Herbed Lamb Chops with Greek Couscous Salad Recipe

Herbed Lamb Chops with Greek Couscous Salad Recipe

  • 1 cup water
  • 1 tablespoon minced garlic
  • 1 tablespoon finely chopped fresh parsley
  • 1/4 teaspoon salt
  • 2 1/2 pounds lamb loin chops, trimmed of fat
  • 2 teaspoons extra-virgin olive oil
  • 1/2 cup whole wheat couscous
  • 2 medium tomatoes, chopped
  • 1 medium cucumber, peeled and chopped
  • 1/2 cup crumbled feta cheese
  • 3 tablespoons lemon juice
  • 2 tablespoons finely chopped fresh dill
  1. Put water on to boil in a medium saucepan.
  2. Combine garlic, parsley and salt in a small bowl. Press the garlic mixture into both sides of lamb chops. Heat oil in a large nonstick skillet over medium-high heat.
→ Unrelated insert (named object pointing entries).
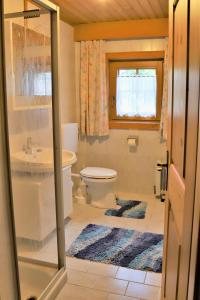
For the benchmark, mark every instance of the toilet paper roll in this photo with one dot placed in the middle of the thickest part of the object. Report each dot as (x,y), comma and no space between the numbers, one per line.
(131,142)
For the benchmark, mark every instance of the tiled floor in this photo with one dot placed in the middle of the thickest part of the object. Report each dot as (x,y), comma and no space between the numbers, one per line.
(89,280)
(95,281)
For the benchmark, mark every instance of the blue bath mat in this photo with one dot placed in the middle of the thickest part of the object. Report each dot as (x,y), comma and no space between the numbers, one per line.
(129,209)
(118,246)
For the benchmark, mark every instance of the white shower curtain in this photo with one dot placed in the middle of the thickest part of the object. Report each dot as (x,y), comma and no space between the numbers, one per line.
(93,89)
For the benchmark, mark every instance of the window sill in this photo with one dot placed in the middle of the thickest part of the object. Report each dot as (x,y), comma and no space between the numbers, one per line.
(146,125)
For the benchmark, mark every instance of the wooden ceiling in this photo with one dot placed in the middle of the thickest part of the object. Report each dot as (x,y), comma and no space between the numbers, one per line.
(89,11)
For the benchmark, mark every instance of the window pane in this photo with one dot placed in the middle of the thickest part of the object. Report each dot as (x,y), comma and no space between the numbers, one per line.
(136,93)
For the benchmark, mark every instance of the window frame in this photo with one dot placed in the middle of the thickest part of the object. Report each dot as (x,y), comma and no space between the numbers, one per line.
(147,59)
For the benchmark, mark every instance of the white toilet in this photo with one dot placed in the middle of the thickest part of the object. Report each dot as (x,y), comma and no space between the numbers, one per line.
(99,181)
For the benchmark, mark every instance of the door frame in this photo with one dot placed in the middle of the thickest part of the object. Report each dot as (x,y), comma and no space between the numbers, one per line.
(188,242)
(60,277)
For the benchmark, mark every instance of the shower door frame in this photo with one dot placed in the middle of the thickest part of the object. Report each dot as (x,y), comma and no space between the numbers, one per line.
(60,277)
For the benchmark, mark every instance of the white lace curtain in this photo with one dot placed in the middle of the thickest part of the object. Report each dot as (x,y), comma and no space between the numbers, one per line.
(136,96)
(93,89)
(164,112)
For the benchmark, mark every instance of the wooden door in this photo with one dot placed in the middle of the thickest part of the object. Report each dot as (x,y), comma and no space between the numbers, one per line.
(182,147)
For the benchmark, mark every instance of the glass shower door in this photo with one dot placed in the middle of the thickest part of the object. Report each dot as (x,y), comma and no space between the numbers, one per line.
(31,135)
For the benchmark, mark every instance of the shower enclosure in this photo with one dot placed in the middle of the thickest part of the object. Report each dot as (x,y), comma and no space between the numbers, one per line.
(32,134)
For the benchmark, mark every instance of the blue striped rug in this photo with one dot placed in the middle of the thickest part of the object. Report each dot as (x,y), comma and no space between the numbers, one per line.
(128,209)
(118,246)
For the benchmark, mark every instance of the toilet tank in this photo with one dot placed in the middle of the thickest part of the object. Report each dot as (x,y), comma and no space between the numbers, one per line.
(70,136)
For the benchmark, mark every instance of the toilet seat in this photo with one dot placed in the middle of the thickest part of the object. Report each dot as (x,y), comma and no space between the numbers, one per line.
(98,173)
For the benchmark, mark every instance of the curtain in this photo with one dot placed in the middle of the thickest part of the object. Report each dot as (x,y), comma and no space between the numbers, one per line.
(136,96)
(93,89)
(164,112)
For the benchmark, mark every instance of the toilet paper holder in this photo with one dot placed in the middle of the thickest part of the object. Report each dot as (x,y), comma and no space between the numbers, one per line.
(132,140)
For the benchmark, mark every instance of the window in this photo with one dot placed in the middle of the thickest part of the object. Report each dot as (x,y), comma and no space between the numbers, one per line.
(135,93)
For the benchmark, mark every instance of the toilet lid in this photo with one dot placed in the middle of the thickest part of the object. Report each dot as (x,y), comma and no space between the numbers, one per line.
(93,172)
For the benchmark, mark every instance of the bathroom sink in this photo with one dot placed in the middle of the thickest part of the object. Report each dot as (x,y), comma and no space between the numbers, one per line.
(40,160)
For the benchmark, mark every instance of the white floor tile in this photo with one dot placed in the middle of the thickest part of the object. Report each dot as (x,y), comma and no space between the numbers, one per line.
(131,275)
(98,282)
(119,297)
(73,292)
(143,291)
(153,279)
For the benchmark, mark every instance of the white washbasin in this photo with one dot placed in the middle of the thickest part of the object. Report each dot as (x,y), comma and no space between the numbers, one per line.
(40,160)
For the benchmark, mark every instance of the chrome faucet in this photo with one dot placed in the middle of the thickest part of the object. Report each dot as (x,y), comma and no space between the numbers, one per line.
(28,147)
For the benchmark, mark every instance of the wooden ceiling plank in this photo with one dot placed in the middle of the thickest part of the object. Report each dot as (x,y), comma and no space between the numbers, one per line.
(125,6)
(139,9)
(150,13)
(146,28)
(164,5)
(89,11)
(157,8)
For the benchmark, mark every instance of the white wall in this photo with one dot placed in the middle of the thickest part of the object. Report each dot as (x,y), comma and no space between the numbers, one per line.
(135,169)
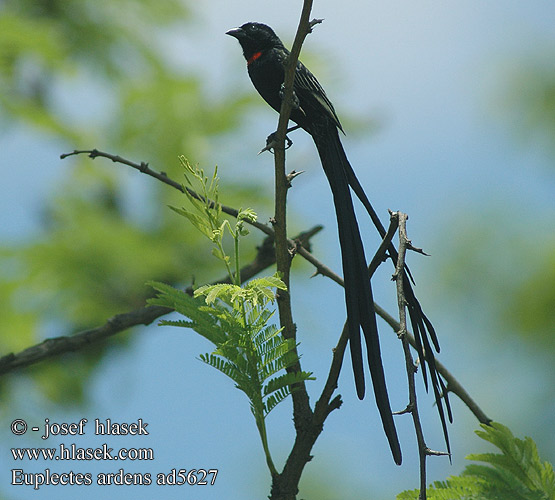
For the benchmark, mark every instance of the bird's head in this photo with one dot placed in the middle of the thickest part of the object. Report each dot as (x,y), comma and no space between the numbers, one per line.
(255,37)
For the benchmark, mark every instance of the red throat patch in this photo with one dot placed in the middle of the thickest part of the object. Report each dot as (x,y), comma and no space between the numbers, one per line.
(253,58)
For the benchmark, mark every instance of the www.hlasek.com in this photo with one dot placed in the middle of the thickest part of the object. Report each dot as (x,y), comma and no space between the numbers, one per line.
(175,477)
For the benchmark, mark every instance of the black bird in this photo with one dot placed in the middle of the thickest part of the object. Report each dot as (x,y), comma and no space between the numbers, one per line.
(266,57)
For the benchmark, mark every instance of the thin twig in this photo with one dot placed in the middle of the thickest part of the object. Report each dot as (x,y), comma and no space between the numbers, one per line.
(49,348)
(453,385)
(162,176)
(409,363)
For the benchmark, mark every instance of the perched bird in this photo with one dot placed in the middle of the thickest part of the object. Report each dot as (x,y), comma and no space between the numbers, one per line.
(266,58)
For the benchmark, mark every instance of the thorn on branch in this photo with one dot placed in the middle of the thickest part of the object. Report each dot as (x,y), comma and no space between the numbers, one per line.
(313,23)
(290,176)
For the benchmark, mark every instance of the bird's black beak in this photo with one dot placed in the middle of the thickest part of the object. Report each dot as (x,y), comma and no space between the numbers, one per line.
(236,33)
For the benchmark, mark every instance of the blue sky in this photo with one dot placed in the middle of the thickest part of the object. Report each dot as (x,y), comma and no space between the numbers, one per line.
(434,76)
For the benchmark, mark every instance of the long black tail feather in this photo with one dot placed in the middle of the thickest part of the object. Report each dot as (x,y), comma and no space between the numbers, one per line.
(422,327)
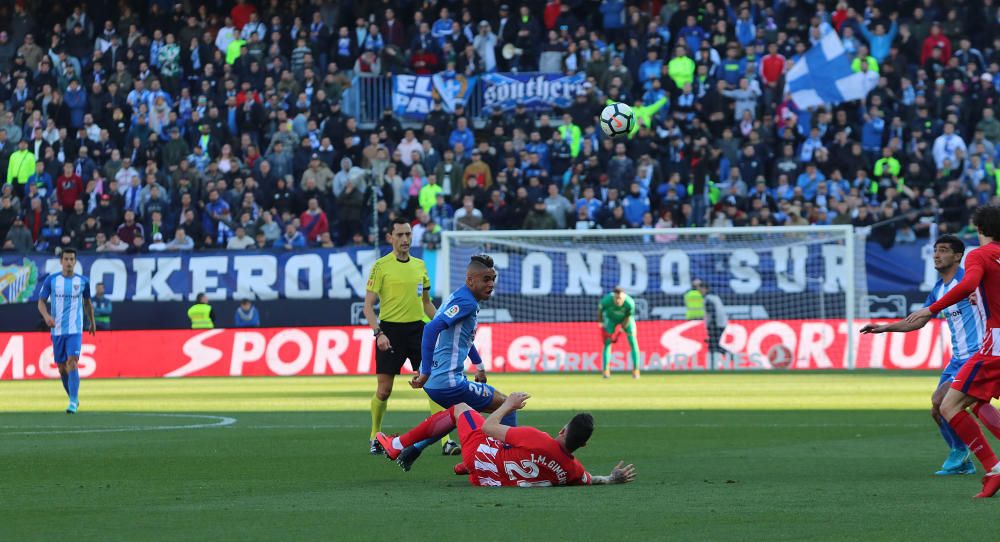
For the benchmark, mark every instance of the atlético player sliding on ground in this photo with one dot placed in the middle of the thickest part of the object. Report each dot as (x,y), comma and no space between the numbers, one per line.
(494,454)
(978,381)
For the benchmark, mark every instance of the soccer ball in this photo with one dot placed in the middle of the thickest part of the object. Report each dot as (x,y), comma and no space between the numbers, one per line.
(780,356)
(617,120)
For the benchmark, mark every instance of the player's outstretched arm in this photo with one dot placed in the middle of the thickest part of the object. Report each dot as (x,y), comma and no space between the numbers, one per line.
(89,308)
(492,426)
(621,474)
(44,311)
(477,360)
(901,326)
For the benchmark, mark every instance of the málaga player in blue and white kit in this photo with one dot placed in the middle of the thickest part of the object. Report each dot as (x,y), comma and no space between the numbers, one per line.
(447,343)
(966,325)
(69,295)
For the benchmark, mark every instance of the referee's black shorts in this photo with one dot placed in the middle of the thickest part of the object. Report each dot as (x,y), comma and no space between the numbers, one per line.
(405,340)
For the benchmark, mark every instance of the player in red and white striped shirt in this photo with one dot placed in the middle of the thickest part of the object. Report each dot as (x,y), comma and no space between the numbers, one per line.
(978,381)
(494,454)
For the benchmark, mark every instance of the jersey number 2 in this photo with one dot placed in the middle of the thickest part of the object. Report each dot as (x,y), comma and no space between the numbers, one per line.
(526,470)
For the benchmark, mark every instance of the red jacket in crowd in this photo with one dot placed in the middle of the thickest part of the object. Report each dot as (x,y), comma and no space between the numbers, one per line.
(68,190)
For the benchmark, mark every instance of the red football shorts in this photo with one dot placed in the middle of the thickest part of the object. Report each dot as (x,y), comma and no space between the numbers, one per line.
(979,377)
(478,454)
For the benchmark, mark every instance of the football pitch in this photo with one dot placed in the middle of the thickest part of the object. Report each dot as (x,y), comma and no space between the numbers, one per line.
(777,456)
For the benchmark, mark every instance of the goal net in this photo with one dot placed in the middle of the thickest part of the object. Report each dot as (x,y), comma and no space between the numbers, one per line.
(789,295)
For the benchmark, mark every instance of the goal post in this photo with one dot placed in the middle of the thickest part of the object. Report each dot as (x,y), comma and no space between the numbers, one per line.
(790,295)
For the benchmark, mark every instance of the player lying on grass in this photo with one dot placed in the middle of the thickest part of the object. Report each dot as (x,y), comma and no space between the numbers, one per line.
(494,454)
(966,327)
(978,381)
(618,309)
(447,343)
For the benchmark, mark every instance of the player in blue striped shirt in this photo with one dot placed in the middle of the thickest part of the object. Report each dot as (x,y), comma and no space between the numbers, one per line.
(447,343)
(69,295)
(966,324)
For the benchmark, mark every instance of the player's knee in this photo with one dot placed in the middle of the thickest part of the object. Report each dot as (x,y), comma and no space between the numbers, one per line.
(949,407)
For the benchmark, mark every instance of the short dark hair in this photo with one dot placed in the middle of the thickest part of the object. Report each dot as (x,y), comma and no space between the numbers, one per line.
(482,259)
(578,430)
(987,219)
(953,242)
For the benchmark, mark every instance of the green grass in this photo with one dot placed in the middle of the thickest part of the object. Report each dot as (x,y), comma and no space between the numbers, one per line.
(721,457)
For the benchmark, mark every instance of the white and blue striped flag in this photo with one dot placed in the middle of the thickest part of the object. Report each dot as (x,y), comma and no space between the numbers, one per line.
(823,76)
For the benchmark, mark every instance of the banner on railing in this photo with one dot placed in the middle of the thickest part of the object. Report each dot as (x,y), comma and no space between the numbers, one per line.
(180,276)
(413,95)
(535,91)
(555,347)
(904,270)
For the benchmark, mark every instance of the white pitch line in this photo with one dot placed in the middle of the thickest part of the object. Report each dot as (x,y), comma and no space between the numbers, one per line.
(638,426)
(219,421)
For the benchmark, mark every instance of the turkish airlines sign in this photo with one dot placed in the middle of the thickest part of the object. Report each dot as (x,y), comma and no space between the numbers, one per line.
(527,347)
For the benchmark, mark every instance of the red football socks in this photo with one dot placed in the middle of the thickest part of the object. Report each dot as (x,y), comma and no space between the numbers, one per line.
(968,430)
(989,415)
(435,426)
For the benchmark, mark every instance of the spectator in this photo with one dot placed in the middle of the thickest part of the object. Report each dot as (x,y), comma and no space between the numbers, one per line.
(314,222)
(240,241)
(291,239)
(539,218)
(180,241)
(157,245)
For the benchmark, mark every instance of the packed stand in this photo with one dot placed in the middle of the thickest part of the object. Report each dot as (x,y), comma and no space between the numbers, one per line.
(222,127)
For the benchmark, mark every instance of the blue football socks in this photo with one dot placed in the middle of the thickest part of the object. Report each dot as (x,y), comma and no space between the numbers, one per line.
(73,385)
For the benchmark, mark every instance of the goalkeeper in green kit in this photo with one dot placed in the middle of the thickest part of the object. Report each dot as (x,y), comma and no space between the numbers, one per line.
(618,309)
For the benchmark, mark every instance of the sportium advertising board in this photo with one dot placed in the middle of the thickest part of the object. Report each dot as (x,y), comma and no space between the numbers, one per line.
(536,347)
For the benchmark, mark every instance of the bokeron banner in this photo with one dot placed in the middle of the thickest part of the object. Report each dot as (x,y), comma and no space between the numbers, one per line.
(534,347)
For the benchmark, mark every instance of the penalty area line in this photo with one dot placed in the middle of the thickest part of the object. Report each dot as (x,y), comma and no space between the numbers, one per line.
(215,422)
(639,426)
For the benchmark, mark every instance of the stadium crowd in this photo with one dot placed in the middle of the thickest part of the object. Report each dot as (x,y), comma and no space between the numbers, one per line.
(149,125)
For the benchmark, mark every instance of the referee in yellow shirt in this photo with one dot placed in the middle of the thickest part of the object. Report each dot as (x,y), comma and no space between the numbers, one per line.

Add the lamb chops and cook to desired doneness, 5 to 6 minutes per side for medium. Keep warm.
  3. Meanwhile, stir couscous into the boiling water. Return to a boil, reduce heat to a low simmer, cover and cook for 2 minutes. Remove from the heat and let stand, covered, for 5 minutes; fluff with a fork. Transfer to a medium bowl. Add tomatoes, cucumber, feta, lemon juice and dill. Stir to combine. Serve the couscous with the lamb chops.